How do I get rid of the b-prefix in a string in python?

A bunch of the tweets I am importing are having this issue where they read

b'I posted a new photo to Facebook'

I gather the b indicates it is a byte. But this is proving problematic because in my CSV files that I end up writing, the b doesn’t go away and is interferring in future code.

Is there a simple way to remove this b prefix from my lines of text?

Keep in mind, I seem to need to have the text encoded in utf-8 or tweepy has trouble pulling them from the web.


Here’s the link content I’m analyzing:

https://www.dropbox.com/s/sjmsbuhrghj7abt/new_tweets.txt?dl=0

new_tweets = 'content in the link'

Code Attempt

outtweets = [[tweet.text.encode("utf-8").decode("utf-8")] for tweet in new_tweets]
print(outtweets)

Error

UnicodeEncodeError                        Traceback (most recent call last)
<ipython-input-21-6019064596bf> in <module>()
      1 for screen_name in user_list:
----> 2     get_all_tweets(screen_name,"instance file")

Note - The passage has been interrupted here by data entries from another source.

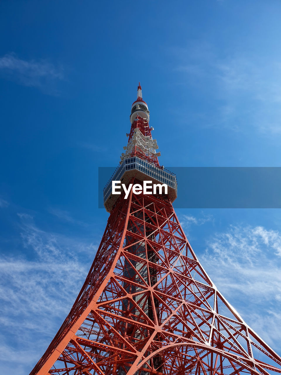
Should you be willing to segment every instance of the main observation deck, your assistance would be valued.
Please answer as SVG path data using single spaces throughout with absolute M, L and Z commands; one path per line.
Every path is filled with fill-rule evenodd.
M 112 182 L 120 181 L 127 184 L 135 177 L 140 181 L 152 181 L 152 183 L 166 184 L 168 195 L 173 202 L 176 198 L 177 182 L 174 173 L 161 169 L 139 158 L 134 157 L 123 160 L 115 170 L 103 189 L 103 202 L 106 211 L 110 212 L 120 195 L 112 194 Z

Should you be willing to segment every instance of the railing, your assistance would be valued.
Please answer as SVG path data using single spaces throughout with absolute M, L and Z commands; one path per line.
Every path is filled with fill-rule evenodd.
M 166 169 L 160 169 L 148 162 L 136 157 L 125 159 L 117 167 L 103 189 L 103 201 L 106 202 L 112 192 L 112 182 L 120 181 L 126 171 L 136 170 L 156 181 L 166 184 L 176 192 L 177 182 L 174 173 Z

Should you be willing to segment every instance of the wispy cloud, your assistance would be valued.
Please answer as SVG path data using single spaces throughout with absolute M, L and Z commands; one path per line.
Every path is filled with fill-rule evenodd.
M 52 215 L 54 215 L 54 216 L 55 216 L 58 219 L 61 219 L 64 221 L 67 222 L 72 224 L 78 224 L 83 226 L 87 226 L 86 223 L 83 223 L 79 220 L 76 220 L 73 218 L 68 211 L 54 207 L 49 208 L 48 210 L 50 213 Z
M 270 345 L 280 346 L 281 233 L 231 226 L 209 240 L 200 260 L 246 322 Z
M 63 68 L 46 60 L 24 60 L 13 53 L 0 57 L 0 74 L 3 78 L 25 86 L 54 92 L 54 84 L 64 78 Z M 49 92 L 48 93 L 49 93 Z
M 7 207 L 9 206 L 9 202 L 5 201 L 4 199 L 2 199 L 1 198 L 0 198 L 0 207 L 1 208 L 4 208 L 5 207 Z
M 99 145 L 95 144 L 94 143 L 87 143 L 83 142 L 79 144 L 81 147 L 85 148 L 88 148 L 94 152 L 105 152 L 108 149 L 106 146 L 100 146 Z
M 185 231 L 192 225 L 202 225 L 205 223 L 214 222 L 214 219 L 212 215 L 206 215 L 202 212 L 201 217 L 195 217 L 192 215 L 180 215 L 179 216 L 181 224 Z
M 0 368 L 9 372 L 16 351 L 14 373 L 23 374 L 40 357 L 68 314 L 97 248 L 42 230 L 30 215 L 18 216 L 24 251 L 21 256 L 0 256 Z
M 206 126 L 281 135 L 281 57 L 230 52 L 222 56 L 202 44 L 174 51 L 185 84 L 201 88 L 201 94 L 217 100 L 215 116 L 206 114 Z M 201 114 L 202 116 L 202 114 Z

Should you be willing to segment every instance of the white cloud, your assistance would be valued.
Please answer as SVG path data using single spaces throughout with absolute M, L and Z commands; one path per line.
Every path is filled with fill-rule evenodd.
M 275 348 L 281 344 L 281 249 L 277 231 L 231 226 L 211 239 L 200 257 L 219 290 Z
M 97 248 L 42 230 L 30 215 L 18 216 L 25 250 L 21 256 L 0 256 L 0 372 L 5 374 L 15 352 L 13 374 L 28 373 L 40 358 L 69 312 Z
M 179 221 L 182 228 L 186 231 L 192 225 L 202 225 L 205 223 L 213 222 L 214 220 L 211 215 L 205 215 L 201 213 L 202 217 L 196 218 L 191 215 L 181 215 L 179 216 Z
M 9 203 L 5 201 L 4 199 L 2 199 L 1 198 L 0 198 L 0 207 L 1 208 L 4 208 L 6 207 L 7 207 L 9 206 Z
M 68 211 L 54 207 L 49 208 L 48 211 L 50 213 L 54 215 L 54 216 L 72 224 L 78 224 L 83 226 L 86 226 L 87 225 L 85 223 L 74 219 Z
M 42 60 L 24 60 L 15 54 L 7 54 L 0 57 L 0 73 L 2 76 L 13 80 L 25 86 L 44 89 L 51 88 L 50 85 L 64 79 L 62 67 Z M 54 88 L 52 88 L 54 91 Z
M 266 58 L 237 51 L 220 56 L 204 43 L 173 52 L 181 83 L 185 76 L 186 84 L 200 86 L 204 96 L 217 101 L 214 118 L 212 113 L 205 114 L 204 126 L 281 135 L 281 56 Z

<ipython-input-19-e473b4771186> in get_all_tweets(screen_name, mode)
     99             with open(os.path.join(save_location,'%s.instance' % screen_name), 'w') as f:
    100                 writer = csv.writer(f)
--> 101                 writer.writerows(outtweets)
    102         else:
    103             with open(os.path.join(save_location,'%s.csv' % screen_name), 'w') as f:

C:UsersStan ShunpikeAnaconda3libencodingscp1252.py in encode(self, input, final)
     17 class IncrementalEncoder(codecs.IncrementalEncoder):
     18     def encode(self, input, final=False):
---> 19         return codecs.charmap_encode(input,self.errors,encoding_table)[0]
     20 
     21 class IncrementalDecoder(codecs.IncrementalDecoder):

UnicodeEncodeError: 'charmap' codec can't encode characters in position 64-65: character maps to <undefined>

Answers:

Thank you for visiting the Q&A section on Magenaut. Please note that all the answers may not help you solve the issue immediately. So please treat them as advisements. If you found the post helpful (or not), leave a comment & I’ll get back to you as soon as possible.

Method 1

decode the bytes to produce a str:

b = b'1234'
print(b.decode('utf-8'))  # '1234'

Method 2

The object you are printing is not a string, but rather a bytes object as a byte literal.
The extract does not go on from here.